Show that $3P_{\lceil n \rceil}-2=\sum_{k=1}^{A}\left(4-\left\lceil \frac{\pi(k)}{n}\right\rceil^2\right) $ We proposed a formula for calculating nth prime number using the prime counting function.
Where $\lfloor x\rfloor$ is the floor function and $\lceil x\rceil$ is a ceiling function.
$\pi(k)$ is prime counting function and $ P_n $ the nth prime number.
Let $A=\lfloor 2n\ln(n+1)\rfloor$
Where $n \ge 0.9 $ (n MUST be a decimal number). [why n must be a decimal number I don't know, we will leave that to the authors to explain to us the reason for it]
Formula for calculating the nth prime,
$$ 3P_{\lceil n \rceil}-2=\sum_{k=1}^{A}\left(4-\left\lceil \frac{\pi(k)}{n}\right\rceil^2\right)  $$
 A: Dusart showed that $\pi(n) \ge n (\log n + \log \log n - 1)$ for $n\ge 2$.  From it's not too hard to calculate that for any $n\ge 2$,
$$\pi(2n) \ge 2n (\log 2n + \log \log 2n - 1) \ge 2n( \log n + \log \log 2n - 0.307) > A.$$
In particular (ignoring very small values of $n$), for all values of $k$ in the sum, $\pi(k) < 2n$, which means the summand is never negative.  It is also precisely $0$ whenever $n < \pi(k) < 2n$.  So the only contribution is from $\pi(k) \le n$.
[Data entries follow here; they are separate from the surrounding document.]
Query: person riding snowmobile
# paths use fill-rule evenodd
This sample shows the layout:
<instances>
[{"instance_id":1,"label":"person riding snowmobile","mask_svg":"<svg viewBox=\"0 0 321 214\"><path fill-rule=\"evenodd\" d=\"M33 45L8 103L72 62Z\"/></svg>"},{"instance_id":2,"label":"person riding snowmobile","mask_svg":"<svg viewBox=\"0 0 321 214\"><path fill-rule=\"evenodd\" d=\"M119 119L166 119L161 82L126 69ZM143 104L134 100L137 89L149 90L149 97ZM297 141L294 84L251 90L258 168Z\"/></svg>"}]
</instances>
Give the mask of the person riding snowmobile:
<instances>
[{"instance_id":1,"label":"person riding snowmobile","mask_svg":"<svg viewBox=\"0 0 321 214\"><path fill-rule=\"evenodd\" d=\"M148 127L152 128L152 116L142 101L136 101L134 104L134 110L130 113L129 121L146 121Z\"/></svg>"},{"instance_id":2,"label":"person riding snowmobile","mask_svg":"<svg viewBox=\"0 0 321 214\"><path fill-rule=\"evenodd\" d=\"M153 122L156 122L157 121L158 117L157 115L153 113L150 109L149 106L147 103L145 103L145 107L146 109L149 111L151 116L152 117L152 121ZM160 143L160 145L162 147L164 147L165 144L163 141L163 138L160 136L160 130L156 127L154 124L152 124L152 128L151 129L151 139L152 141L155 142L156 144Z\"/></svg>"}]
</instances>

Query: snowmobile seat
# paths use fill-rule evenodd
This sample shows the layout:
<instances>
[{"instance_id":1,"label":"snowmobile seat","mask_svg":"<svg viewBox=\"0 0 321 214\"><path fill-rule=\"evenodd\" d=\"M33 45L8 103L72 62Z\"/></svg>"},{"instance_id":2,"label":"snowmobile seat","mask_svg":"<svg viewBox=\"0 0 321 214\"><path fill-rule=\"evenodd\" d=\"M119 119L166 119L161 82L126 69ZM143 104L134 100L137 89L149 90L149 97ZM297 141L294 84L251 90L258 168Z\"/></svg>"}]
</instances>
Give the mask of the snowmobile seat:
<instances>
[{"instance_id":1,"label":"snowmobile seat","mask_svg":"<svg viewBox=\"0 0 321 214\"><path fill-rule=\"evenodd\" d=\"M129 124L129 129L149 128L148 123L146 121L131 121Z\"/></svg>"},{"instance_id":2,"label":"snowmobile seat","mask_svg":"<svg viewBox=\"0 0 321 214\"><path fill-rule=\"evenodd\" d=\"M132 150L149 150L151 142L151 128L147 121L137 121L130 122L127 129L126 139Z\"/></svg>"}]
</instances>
Since $n$ is fractional, $\pi(k)$ is never exactly $n$.  The first value of $k$ for which $\pi(k) > n$ is $P_{\lceil n \rceil}$, so the last contributing term is $k=P_{\lceil n \rceil}-1$.  Meanwhile $\pi(k)$ is always positive except for the first term $\pi(1)=0$.  So the RHS simplifies to
$$4 + \underbrace{3 + 3 + \cdots + 3}_{P_{\lceil n \rceil}-2} + 0,$$
which is a very boring sum that simplifies to $3P_{\lceil n \rceil} - 2$ for elementary reasons that have nothing to do with number theory.  Consequently, this "formula" for the $n$th prime provides no insight whatsoever into the distribution of primes because it is essentially the trivial identity that $3p = \sum_1^p 3$.